ATTENTION SKIN CARE LOVERS. JUST RELEASED ...
New skin care product on the line, ... for you.
Fresh, unique, affordable, and it works like no other face cream you have experienced before. Right here, right now, throw away all of your current beauty treatments, because what we’ve developed in our laboratories will take them all to the cleaners …
And your first sample is FREE! That's right, 100% free!!
... and then, for the low monthly membership of $49.99, you can treat your skin right up until your last breath. And if you act now, you can join during the trial period for only $49.69 per month!!!
We're waiting for you.
Recent scientific findings show that our product goes beyond where any skin cream has gone before. Our revolutionary cream, called WAGD!, “We’re All Gonna Die!” is absolutely pure and unrefined, containing many chemicals, but no harsh ingredients. WAGD! is made entirely of nothing but all natural, unfiltered tap water. That’s right, tap water. Carefully bottled near a stream in Mesopotamia, our tap water is the finest on the market. Add a little soap, and presto, clean face skin. Experts have found that WAGD! has been helping all genders for centuries. It might seem that you could just use your own tap water; however, ours is carefully geared toward everyone. That's right, everyone -- the young and old, toddlers and infants, and even animals. Whether you are fat as hell, skinny as a rail, gay, straight, confused, a Democrat, a Republican, or Bernie Sanders, our team of research panelists have discovered that WAGD! tap water is the finest in the world, and it is highly effective ...
for you AND your horse.
ACT NOW, and you'll receive a free bar of lye soap along with your bottle of WAGD!! If you're a new customer, we’ll also include a free “We’re All Gonna Die!” T-shirt! What more could you ask for?

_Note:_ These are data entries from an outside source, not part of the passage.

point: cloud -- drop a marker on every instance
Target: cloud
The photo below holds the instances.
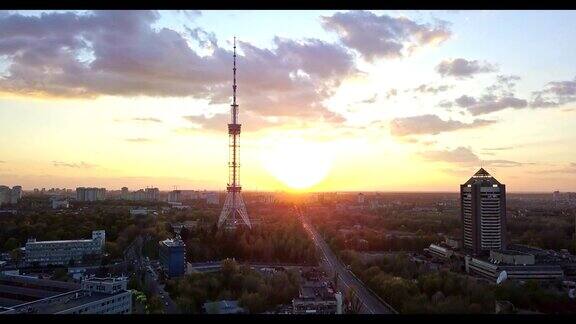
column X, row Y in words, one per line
column 457, row 155
column 462, row 68
column 431, row 124
column 139, row 140
column 370, row 100
column 554, row 94
column 147, row 119
column 423, row 88
column 569, row 169
column 501, row 148
column 383, row 36
column 465, row 101
column 464, row 156
column 489, row 103
column 81, row 165
column 122, row 53
column 497, row 97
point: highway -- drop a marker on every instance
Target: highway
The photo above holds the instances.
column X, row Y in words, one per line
column 371, row 304
column 152, row 278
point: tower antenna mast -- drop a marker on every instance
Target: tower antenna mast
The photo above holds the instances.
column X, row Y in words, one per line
column 234, row 209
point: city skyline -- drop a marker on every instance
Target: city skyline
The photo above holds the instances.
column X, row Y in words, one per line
column 340, row 101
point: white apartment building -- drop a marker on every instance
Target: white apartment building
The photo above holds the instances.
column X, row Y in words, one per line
column 61, row 252
column 90, row 194
column 94, row 296
column 10, row 196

If you're STILL not convinced, here are some recent testimonials:
“Before I tried WAGD!, I tried all of the most expensive beauty creams imaginable. Through your company, I've realized that I’m just gonna die, and I’ve been using your tap water ever since. This change has completely altered my life.” – Betty “Sandface” Lynn, CEO and straight mother of two, Massachusetts.
“I’ve been wearing my WAGD! T-shirt out shopping and everywhere I go, people stop me to ask what I’ve been doing because I look so different. When I tell them I’m almost dead, I get so much attention. So rewarding!” – Rachel Zimmerban, single closet lesbian mother, Iowa.
“WAGD! Oh my god, I love you,” – Steve Carbonwise, flaming gay lawyer and pie maker, Germany.
“At first, I just used the trial package, and I saw that my skin was beginning to flake off, but when I realized that WAGD! was automatically charging my credit card, I thought, ‘What the hell, they’re right, who cares if my face melts and I go in debt, because we’re all gonna die.’ I feel so free! I will be a committed member until I’m dead!” – Lucy “Patchycheek” Smithers, taxi driver, asexual, into toys, Dubai.
Sadly, due to climate change and increased shipping costs, our product will soon be unavailable...you must act NOW.
Thank you so much to our new customers! We look forward to doing business with the world. We aim to please. Our customer service team is ready and waiting!
THIS JUST IN: if you hurry, we'll also include a FREE "We're All Gonna Die" key chain.